- NVO has an average dollar-volume (as measured by average daily share volume multiplied by share price) of $85.3 million.
- NVO has traded 307,177 shares today.
- NVO traded in a range 754.8% of the normal price range with a price range of $8.39.
- NVO traded below its daily resistance level (quality: 95 days, meaning that the stock is crossing a resistance level set by the last 95 calendar days. The resistance price is defined by the Price - $0.01 at the time of the signal).
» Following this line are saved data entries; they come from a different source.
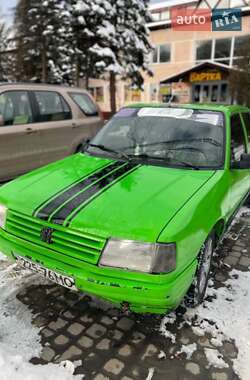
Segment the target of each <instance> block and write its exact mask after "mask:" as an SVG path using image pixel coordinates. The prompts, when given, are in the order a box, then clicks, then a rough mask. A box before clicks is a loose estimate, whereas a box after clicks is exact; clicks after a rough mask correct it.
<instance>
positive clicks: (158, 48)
mask: <svg viewBox="0 0 250 380" xmlns="http://www.w3.org/2000/svg"><path fill="white" fill-rule="evenodd" d="M170 60H171V47H170V45H169V44H164V45H158V46H157V47H156V48H155V49H154V52H153V56H152V63H166V62H170Z"/></svg>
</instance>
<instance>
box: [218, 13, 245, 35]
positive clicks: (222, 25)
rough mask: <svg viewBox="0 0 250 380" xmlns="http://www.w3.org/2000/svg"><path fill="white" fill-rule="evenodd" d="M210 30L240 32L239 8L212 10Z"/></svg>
mask: <svg viewBox="0 0 250 380" xmlns="http://www.w3.org/2000/svg"><path fill="white" fill-rule="evenodd" d="M212 30H213V31H214V32H215V31H224V30H225V31H227V30H234V31H239V30H242V17H241V9H240V8H234V9H230V8H221V9H218V8H217V9H214V10H213V12H212Z"/></svg>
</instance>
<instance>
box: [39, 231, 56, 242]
mask: <svg viewBox="0 0 250 380" xmlns="http://www.w3.org/2000/svg"><path fill="white" fill-rule="evenodd" d="M52 233H53V228H50V227H43V228H42V230H41V234H40V239H41V240H42V241H43V242H44V243H47V244H51V243H52Z"/></svg>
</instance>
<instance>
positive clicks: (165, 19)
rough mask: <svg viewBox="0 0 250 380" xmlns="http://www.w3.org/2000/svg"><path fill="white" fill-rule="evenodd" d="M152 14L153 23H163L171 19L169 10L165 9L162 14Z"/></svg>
mask: <svg viewBox="0 0 250 380" xmlns="http://www.w3.org/2000/svg"><path fill="white" fill-rule="evenodd" d="M151 14H152V18H153V21H163V20H169V19H170V12H169V10H167V9H165V10H163V11H161V12H154V13H151Z"/></svg>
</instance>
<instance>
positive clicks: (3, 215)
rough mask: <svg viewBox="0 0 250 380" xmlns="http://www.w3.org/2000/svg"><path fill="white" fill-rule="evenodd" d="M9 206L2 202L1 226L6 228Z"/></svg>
mask: <svg viewBox="0 0 250 380" xmlns="http://www.w3.org/2000/svg"><path fill="white" fill-rule="evenodd" d="M7 210H8V209H7V207H6V206H4V205H1V204H0V228H3V229H4V228H5V223H6V217H7Z"/></svg>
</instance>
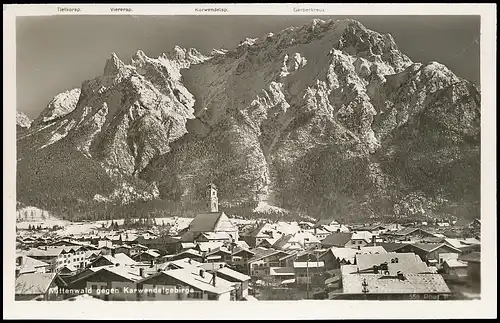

Stocks matching the 'Water-Logged and Getting Wetter' criteria are worthwhile stocks to watch for a variety of factors including historical back testing and volatility. Trade-Ideas targets these opportunities because the stock is exhibiting an unusual behavior while displaying negative price action. In this case, the stock crossed an important inflection point; namely, "support" while at the same time the range of the stock's movement in price is twice its normal size. This large range foreshadows a possible continuation as the stock moves lower. EXCLUSIVE OFFER: Get the inside scoop on opportunities in NVO with the Ticky from Trade-Ideas. See the FREE profile for NVO NOW at Trade-Ideas More details on NVO: Novo Nordisk A/S, a healthcare company, engages in the discovery, development, manufacture, and marketing of pharmaceutical products worldwide. It operates in two segments, Diabetes Care and Biopharmaceuticals. The stock currently has a dividend yield of 1%. Currently there are 2 analysts that rate Novo Nordisk A/S a buy, no analysts rate it a sell, and 1 rates it a hold. The average volume for Novo Nordisk A/S has been 1.6 million shares per day over the past 30 days. Novo Nordisk A/S has a market cap of $145.7 billion and is part of the health care sector and drugs industry. Shares are up 35.2% year-to-date as of the close of trading on Monday. EXCLUSIVE OFFER: See inside Jim Cramer's multi-million dollar charitable trust portfolio to see the stocks he thinks could be potential winners. Click here to see his holdings for 14-days FREE. TheStreetRatings.com Analysis: TheStreet Quant Ratings rates Novo Nordisk A/S as a buy. The company's strengths can be seen in multiple areas, such as its solid stock price performance, notable return on equity, expanding profit margins, growth in earnings per share and largely solid financial position with reasonable debt levels by most measures. We feel its strengths outweigh the fact that the company shows weak operating cash flow. Highlights from the ratings report include:
- The stock has not only risen over the past year, it has done so at a faster pace than the S&P 500, reflecting the earnings growth and other positive factors similar to those we have cited here. Turning our attention to the future direction of the stock, it goes without saying that even the best stocks can fall in an overall down market. However, in any other environment, this stock still has good upside potential despite the fact that it has already risen in the past year.
- The company's current return on equity greatly increased when compared to its ROE from the same quarter one year prior. This is a signal of significant strength within the corporation. Compared to other companies in the Pharmaceuticals industry and the overall market, NOVO NORDISK A/S's return on equity significantly exceeds that of both the industry average and the S&P 500.
- The gross profit margin for NOVO NORDISK A/S is currently very high, coming in at 84.63%. It has increased from the same quarter the previous year. Along with this, the net profit margin of 39.19% is above that of the industry average.
- NOVO NORDISK A/S has improved earnings per share by 20.0% in the most recent quarter compared to the same quarter a year ago. This company has reported somewhat volatile earnings recently. But, we feel it is poised for EPS growth in the coming year. During the past fiscal year, NOVO NORDISK A/S reported lower earnings of $1.64 versus $1.73 in the prior year. This year, the market expects an improvement in earnings ($1.87 versus $1.64).
- NVO's debt-to-equity ratio is very low at 0.02 and is currently below that of the industry average, implying that there has been very successful management of debt levels. Despite the fact that NVO's debt-to-equity ratio is low, the quick ratio, which is currently 0.52, displays a potential problem in covering short-term cash needs.
- You can view the full Novo Nordisk A/S Ratings Report.